NEW YORK (CNNMoney.com) -- For the fourth time this year, doctors face a potential huge cut in the fees that the government pays them to treat Medicare patients.
Physicians will be hit with a 21% cut in Medicare reimbursements as of June 1, unless lawmakers decide to patch over the issue -- as they've done for years. Congress is now debating the matter, and to stop the cut lawmakers would have to vote to pass a new patch sometime in the next two weeks.
If the proposed cuts go through, physicians are worried their practices will be so strapped that they'll have to drop some of the 43 million Americans who are covered under Medicare.
But, of course, on the other side of the issue is cost to the government at a time when the federal budget is tight.
Federal law currently requires that the payment rates for doctors who accept Medicare be adjusted annually based on a formula that's tied to the health of the economy.
"The current formula is absolutely broken," said James Rohack, president of the American Medical Association. "Congress is in a hole, and instead of climbing out they keep digging deeper."
That formula was established in 1997, and the law says rates should be cut every year to keep Medicare in the black.
But Congress has blocked those cuts in seven of the last eight years, setting up nine temporary patches often referred to as the "doc fix" -- three of which were in 2010 alone.
"It's hard to imagine this 21% cut actually being allowed to go through," said Patricia Neuman, a vice president at the nonpartisan analysis group Kaiser Family Foundation. "A cut of this magnitude would have a chilling effect on physicians."
Of course, delaying cuts merely kicks an existing problem down the road.
"This annual agony must end," said Lori Heim, president of the American Academy of Family Physicians, in a statement. "Postponing a permanent solution is false economy."
One possible outcome of the congressional wrangling is a five-year delay in the 21% cut in Medicare fees. That option, the most-discussed so far, would cost about $80 billion.
That spending would be exempt from a "pay as you go" law enacted in February that requires lawmakers to find ways to offset certain spending increases or tax cuts.
Other options include delaying cuts by a fewer number of years, but at higher reimbursement rates, provided that the cost is capped at $80 billion.
But the AMA's Rohack says he wants "a new formula that actually reflects the true cost of care." Lawmakers counter that repealing the current setup would cost $210 billion over 10 years.
The massive cost of retooling Medicare is the reason such a measure wasn't included in the new health care reform law.
"Like so many things, this is a fiscal issue -- it all gets down to money," Neuman said. "There's a lot of interest in changing the formula, but it's not so straightforward, especially from a budgetary point of view."
The AMA is pushing for a total Medicare overhaul because the years of temporary patches have created uncertainty for physicians and consumers alike, Rohack said.
"There will be letters saying, 'Dear Mrs.
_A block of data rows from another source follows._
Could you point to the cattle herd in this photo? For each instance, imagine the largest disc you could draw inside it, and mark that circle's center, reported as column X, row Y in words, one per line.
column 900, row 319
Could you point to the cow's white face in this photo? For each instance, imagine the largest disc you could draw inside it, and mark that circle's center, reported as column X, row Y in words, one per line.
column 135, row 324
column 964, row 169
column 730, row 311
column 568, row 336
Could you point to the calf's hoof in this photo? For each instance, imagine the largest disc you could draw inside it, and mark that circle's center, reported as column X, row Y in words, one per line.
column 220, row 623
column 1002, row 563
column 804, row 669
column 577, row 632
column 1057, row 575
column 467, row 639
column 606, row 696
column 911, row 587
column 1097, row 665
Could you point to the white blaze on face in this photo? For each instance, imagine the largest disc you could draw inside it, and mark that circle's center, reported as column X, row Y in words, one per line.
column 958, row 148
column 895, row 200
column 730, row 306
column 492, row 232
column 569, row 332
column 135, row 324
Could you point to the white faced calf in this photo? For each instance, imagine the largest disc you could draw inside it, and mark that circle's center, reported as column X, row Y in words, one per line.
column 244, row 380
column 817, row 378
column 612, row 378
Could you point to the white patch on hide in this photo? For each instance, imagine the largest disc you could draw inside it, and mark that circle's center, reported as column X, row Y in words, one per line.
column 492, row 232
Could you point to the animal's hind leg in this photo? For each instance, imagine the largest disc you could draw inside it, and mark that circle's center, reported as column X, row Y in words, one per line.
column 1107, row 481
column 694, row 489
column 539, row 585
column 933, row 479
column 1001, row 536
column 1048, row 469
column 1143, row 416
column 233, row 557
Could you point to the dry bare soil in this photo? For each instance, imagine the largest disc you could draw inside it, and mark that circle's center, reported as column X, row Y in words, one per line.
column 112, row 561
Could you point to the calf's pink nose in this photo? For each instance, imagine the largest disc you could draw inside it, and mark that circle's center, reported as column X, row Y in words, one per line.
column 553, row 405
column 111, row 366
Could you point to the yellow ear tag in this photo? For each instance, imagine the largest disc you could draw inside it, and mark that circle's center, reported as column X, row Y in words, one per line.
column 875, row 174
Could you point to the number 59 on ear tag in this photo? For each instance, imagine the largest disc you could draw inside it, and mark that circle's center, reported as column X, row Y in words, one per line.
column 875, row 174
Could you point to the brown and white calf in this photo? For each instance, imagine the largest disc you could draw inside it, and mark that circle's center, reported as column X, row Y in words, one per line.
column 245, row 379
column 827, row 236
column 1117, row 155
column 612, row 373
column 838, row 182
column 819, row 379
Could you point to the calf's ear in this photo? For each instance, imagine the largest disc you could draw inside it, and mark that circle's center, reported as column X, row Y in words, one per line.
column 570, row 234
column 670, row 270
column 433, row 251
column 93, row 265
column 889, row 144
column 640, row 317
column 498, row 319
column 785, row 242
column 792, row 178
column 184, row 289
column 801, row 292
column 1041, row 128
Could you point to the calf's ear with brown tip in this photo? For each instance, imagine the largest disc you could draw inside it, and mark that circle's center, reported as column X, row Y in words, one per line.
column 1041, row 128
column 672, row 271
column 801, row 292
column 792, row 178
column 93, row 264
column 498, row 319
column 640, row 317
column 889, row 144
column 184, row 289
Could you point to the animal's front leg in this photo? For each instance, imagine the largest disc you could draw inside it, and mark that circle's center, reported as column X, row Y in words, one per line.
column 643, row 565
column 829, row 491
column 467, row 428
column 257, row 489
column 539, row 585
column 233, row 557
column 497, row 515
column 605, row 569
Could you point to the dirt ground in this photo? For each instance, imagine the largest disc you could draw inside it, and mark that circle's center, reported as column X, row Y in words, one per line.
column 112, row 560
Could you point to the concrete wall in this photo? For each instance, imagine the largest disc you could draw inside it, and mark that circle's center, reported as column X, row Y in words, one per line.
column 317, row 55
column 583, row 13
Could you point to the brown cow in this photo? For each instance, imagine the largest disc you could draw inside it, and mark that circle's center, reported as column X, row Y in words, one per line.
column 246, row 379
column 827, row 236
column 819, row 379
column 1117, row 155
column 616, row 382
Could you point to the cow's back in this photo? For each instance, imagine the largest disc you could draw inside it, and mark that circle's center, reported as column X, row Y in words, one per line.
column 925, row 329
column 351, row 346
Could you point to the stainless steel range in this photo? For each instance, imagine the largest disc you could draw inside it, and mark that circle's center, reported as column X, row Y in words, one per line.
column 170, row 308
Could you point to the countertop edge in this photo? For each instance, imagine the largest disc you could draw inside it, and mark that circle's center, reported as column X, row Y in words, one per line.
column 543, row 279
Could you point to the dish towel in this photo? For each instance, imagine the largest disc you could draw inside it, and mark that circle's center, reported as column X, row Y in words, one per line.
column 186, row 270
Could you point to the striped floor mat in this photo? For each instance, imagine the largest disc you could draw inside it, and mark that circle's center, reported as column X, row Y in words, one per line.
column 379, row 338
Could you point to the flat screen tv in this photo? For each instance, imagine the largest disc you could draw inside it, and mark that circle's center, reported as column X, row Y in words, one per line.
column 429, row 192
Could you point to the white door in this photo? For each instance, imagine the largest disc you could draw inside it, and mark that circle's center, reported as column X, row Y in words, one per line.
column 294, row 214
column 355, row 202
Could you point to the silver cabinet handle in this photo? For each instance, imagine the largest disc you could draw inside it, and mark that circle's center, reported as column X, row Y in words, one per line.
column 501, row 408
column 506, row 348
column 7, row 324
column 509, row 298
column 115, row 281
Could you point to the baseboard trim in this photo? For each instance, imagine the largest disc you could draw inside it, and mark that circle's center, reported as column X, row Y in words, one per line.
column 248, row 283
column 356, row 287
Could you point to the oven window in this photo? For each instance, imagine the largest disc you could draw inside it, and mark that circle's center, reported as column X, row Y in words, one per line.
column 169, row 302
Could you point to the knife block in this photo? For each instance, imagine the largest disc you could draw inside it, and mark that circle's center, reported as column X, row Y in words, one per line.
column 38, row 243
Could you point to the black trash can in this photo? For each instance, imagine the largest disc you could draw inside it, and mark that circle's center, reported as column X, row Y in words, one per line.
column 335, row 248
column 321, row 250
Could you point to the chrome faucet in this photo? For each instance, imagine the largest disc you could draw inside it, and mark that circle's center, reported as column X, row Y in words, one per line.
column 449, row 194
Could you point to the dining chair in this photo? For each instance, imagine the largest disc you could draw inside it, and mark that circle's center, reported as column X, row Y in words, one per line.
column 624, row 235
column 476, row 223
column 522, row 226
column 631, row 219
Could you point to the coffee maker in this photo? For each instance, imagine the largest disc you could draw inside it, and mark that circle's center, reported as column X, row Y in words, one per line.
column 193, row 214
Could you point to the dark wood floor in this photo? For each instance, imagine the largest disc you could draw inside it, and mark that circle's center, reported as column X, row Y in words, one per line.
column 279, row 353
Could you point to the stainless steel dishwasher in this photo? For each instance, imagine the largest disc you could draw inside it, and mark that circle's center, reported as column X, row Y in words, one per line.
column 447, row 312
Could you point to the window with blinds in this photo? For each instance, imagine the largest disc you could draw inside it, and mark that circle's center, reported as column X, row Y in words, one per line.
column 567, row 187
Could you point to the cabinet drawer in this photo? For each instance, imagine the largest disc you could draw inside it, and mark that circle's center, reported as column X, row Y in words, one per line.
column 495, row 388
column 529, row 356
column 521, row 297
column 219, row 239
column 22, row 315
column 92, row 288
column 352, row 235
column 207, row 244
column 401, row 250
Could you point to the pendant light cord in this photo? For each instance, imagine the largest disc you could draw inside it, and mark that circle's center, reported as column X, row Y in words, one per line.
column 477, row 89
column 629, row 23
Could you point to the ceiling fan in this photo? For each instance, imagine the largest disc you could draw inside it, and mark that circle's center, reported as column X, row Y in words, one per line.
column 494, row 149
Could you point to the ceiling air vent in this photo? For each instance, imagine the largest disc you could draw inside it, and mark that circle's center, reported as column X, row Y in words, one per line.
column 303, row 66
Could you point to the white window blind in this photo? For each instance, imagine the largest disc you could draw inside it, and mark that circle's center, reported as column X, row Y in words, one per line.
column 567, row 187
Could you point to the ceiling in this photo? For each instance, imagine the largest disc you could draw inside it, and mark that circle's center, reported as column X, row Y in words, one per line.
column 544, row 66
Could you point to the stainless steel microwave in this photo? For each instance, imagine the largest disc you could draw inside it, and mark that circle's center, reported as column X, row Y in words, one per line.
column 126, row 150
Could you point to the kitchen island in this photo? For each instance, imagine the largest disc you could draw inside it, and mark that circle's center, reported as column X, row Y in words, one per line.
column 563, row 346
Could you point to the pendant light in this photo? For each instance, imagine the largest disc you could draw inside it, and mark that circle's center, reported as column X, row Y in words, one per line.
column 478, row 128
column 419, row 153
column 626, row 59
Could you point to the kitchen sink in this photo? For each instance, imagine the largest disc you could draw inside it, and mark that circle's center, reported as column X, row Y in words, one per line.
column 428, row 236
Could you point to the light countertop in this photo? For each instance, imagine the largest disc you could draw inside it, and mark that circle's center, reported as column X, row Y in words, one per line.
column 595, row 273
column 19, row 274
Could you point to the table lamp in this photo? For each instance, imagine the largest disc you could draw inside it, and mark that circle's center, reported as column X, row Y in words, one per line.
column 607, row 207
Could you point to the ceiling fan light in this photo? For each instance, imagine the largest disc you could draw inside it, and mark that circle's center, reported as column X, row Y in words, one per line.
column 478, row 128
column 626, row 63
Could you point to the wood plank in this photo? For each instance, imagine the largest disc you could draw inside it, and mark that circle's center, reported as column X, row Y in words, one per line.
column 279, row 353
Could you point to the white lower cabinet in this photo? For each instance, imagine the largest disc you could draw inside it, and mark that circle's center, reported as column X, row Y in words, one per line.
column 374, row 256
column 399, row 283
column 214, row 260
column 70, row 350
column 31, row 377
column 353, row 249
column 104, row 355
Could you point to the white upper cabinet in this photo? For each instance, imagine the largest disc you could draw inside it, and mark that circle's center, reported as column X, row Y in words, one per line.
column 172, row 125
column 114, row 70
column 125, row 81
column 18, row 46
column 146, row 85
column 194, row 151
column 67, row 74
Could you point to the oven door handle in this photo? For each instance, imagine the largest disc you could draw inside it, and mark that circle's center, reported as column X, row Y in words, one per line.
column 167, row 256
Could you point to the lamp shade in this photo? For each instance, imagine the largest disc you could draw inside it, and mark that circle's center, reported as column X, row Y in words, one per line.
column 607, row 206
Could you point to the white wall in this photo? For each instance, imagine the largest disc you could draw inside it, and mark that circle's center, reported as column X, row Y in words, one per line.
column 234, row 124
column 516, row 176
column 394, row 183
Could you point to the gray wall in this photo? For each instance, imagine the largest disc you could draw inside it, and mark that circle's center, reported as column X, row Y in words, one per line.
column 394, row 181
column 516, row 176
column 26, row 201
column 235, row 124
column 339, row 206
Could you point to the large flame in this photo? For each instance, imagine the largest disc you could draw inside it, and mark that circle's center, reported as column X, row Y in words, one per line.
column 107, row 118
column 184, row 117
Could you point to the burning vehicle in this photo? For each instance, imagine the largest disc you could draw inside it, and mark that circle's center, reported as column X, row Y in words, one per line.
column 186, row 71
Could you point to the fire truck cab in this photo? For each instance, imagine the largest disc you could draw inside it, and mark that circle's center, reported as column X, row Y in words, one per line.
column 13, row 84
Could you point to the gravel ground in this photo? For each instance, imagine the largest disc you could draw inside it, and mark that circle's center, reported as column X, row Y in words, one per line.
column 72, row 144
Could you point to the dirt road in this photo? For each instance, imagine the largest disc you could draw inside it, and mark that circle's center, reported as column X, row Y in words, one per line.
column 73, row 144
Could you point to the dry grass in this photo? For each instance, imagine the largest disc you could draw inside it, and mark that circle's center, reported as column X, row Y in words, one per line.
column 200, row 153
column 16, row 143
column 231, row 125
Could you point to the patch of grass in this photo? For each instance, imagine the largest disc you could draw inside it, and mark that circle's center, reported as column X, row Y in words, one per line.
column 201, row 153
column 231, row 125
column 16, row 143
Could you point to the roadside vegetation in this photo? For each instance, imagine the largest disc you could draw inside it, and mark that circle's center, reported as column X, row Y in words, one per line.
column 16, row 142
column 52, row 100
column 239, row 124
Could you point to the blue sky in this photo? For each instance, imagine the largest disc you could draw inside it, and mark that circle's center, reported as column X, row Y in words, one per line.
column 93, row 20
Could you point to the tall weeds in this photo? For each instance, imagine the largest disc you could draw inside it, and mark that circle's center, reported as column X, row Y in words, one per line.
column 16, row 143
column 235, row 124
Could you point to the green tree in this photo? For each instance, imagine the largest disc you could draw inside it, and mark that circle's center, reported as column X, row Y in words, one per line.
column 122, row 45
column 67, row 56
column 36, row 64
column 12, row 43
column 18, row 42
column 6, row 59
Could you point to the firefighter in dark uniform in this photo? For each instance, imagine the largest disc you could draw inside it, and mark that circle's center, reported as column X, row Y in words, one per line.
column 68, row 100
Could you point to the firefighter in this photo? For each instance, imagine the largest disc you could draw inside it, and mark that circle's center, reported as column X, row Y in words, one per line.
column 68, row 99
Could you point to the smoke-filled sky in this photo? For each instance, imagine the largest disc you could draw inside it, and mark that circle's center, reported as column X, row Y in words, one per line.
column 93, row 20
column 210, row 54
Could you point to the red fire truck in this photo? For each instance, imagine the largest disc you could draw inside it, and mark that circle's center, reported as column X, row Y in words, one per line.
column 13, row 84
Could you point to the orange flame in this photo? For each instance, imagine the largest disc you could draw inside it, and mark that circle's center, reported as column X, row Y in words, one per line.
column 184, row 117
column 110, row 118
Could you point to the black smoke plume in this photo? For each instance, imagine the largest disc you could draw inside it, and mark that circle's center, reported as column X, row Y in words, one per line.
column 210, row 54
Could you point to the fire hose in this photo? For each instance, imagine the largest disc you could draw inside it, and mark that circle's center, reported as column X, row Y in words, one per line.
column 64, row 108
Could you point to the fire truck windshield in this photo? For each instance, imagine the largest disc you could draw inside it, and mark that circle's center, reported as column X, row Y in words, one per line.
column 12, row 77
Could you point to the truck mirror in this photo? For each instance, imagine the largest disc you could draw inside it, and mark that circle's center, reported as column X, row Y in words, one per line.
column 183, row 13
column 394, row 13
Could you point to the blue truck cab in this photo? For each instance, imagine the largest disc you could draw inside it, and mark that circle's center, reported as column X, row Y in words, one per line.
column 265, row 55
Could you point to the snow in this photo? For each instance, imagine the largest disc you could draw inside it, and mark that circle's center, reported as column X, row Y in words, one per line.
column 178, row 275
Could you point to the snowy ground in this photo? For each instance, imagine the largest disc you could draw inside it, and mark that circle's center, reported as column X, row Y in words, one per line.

Jones, I'm closing my practice because I can't afford it anymore,' " Rohack said. "I'm worried they won't even be able to recommend other physicians because no one else in the community is accepting Medicare either."
A permanent fix would remove physician uncertainty, restore consumer faith and ultimately save money, Rohack said, adding that a permanent fix in 2007 would have cost just $49 billion.
"If they'd fixed this permanently years ago, it would have been a tadpole-sized problem," Rohack said. "Now, it's become a bullfrog -- and eventually it'll be Jabba the Hutt."